Saturday 10 December 2016

Next to Last


Round 5 out of 6 chemo cycles and at the hospital with a friend for 6 hours... My appointment time in my special chemo appointment book was 1.45, I was down on the computer as 2.45, & they were running an hour and a half behind. After an hour of thinking they had forgotten about me, because I didn't know about the difference between the computer and the book, I went into check. They squeezed me in but that still meant I started about 3pm. It's probably churlish to think about the parking at this point, but I did, I don't need it to cost me £6 for a hospital error. I also didn't need poor friend to be there for that long... 

I had a list of queries about side effects, they were nothing that I would have called the emergency helpline about, because they were all manageable with over the counter remedies or something they could give in the hospital after the next cycle, so I just waited till I could see a registrar on duty. I have to go through the list with the nurse, which is fine, because they can decide if I need a doctor or not. Nurse couldn't have been less interested. Nurse was busy, ward was busy, I got the registrar. The side effects had me in tears on the Wednesday night after chemo because I was in too much pain to sleep through them and just too much pain. Medicating pain causes it's own problems, some of which I had already. So nothing is straightforward. Registrar was nice, we reached a point where I will have something at home if I get in that kind of pickle again, but won't take it unless I do. 
Chemo suite was it's usual chatty self, we say the Trump supporter again, and she was funny again. Nurse talked just a bit too much for me but think friend was probably glad of the interruption. Only hiccup was quite frightening for me but over quickly, I had an immediate reaction to the new drug, apparently this can happen on the second cycle if it doesn't on the first. I had immediate sickness, shortness of breath, dizziness and stars before my eyes. I thought I was going to pass out, not helped by a nurse who kept calling me the wrong name somehow. I was taken off the drug, flushed with Saline again, and I think an anti histamine but that was later contradicted so I never really knew. Hence the rest of the 6 hours, it had to go in over 2 hours and I had to be flushed before and after... 

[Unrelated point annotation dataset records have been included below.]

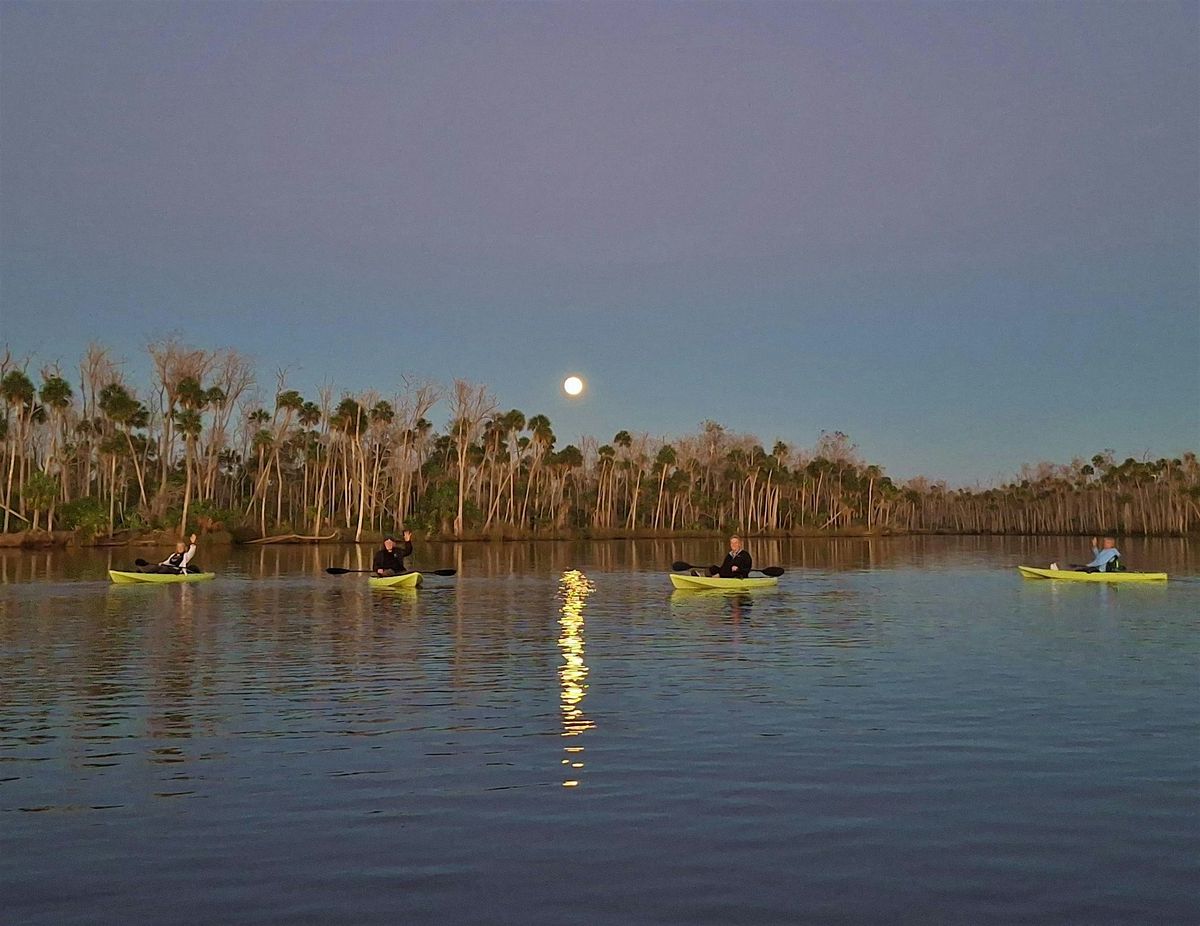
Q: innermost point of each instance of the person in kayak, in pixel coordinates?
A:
(1104, 559)
(178, 563)
(390, 560)
(737, 561)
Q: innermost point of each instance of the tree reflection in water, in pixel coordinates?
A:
(573, 589)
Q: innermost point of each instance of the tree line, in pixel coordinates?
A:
(202, 444)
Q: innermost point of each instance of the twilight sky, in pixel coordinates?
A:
(937, 227)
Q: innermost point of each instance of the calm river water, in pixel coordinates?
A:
(904, 732)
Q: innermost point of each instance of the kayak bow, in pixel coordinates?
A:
(156, 578)
(403, 581)
(717, 582)
(1072, 575)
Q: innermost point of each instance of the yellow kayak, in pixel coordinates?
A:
(403, 581)
(1072, 575)
(717, 582)
(156, 578)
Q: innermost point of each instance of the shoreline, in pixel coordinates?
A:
(77, 540)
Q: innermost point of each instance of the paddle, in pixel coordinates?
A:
(339, 571)
(773, 571)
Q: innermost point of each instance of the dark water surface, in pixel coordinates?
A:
(905, 732)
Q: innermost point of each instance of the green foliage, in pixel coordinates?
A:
(439, 506)
(40, 491)
(87, 513)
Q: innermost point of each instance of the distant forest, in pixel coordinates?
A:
(201, 448)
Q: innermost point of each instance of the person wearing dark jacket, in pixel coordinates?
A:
(737, 561)
(178, 563)
(390, 560)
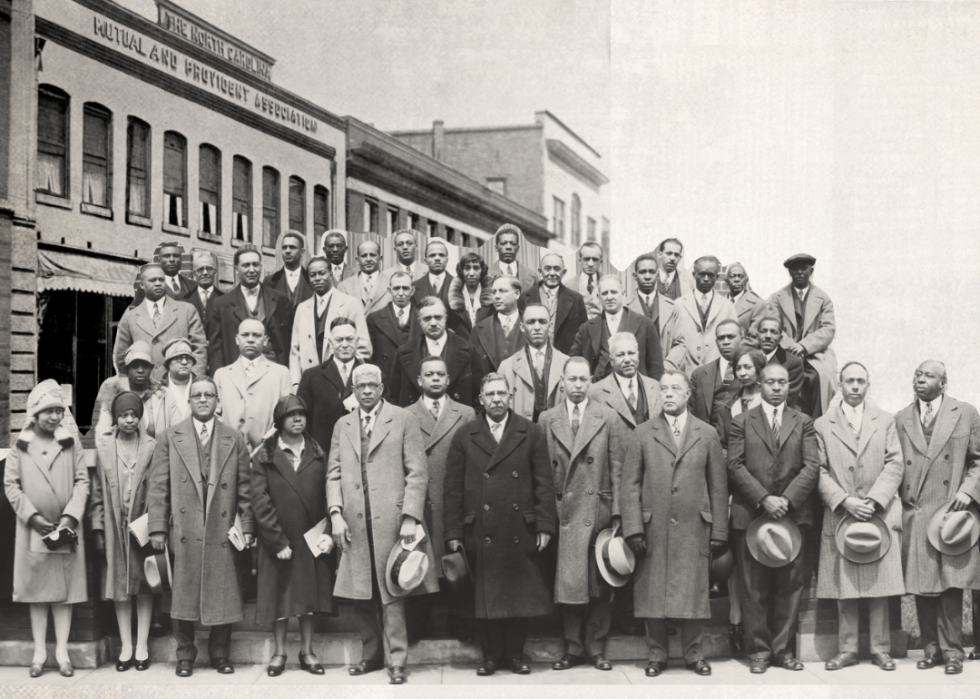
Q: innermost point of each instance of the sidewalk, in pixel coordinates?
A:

But today excitingly I am up and about and writing this. I never know if it will go downhill, considering yesterday's reaction I wasn't expecting good things today, and I did have two days grace on the last drug. Any grace time is welcome. I also now have only one more cycle to go, so have rung surgeon to find out about my next appointment and have one. She said she would see me 6 weeks into chemo, but expect they are waiting for genetics results, I just have a couple of queries. They could all be answered in a phone call, but they don't do that. 

Cancer research have been in touch again and taken a biography. They also told me about patient's forums to influence policy which is interesting, not sure how much I would get involved now, but have conveyed thoughts about my voice (not) being heard and the nurses in the clinic. Apparently I'm not the only one but others are silenced by the narrative of 'aren't they all great' for some reason. It seems we don't like to detract from any stories of how great those people are. Also had a chat about the battle motif which is so pervasive, not many people with cancer do like it, but hard to get it out of the narrative apparently. 

Anyway I go on social media in Jan and Cancer Research have done a good job with my words. Featured is the reason I wanted a wig, you can see what they write when they do, but this is what I told them about hair loss. "The wig and the eyebrows are mainly about what I wanted to share with the world because hair loss is a very visible indicator that you are the poorly person with cancer (people make that assumption about women with alopecia). I didn’t want to be setting off that signal, I wanted to be able to go out into the world with an element of ‘normal’ so my stuff didn’t interrupt whatever else was going on, it is about self protection and protecting my privacy. The wig and (tattooed) eyebrows are about the way I manage other people’s perceptions of me during treatment and they are an attempt to avoid being ambushed by both uninvited comment and pity. I choose who I talk to about my cancer and when." A bit like being pregnant or advice on childcare, people seem to be very inhibited about making unsolicited comment, so it is all about control really. I have no problem with admitting to trying to control the elements of my world that I can.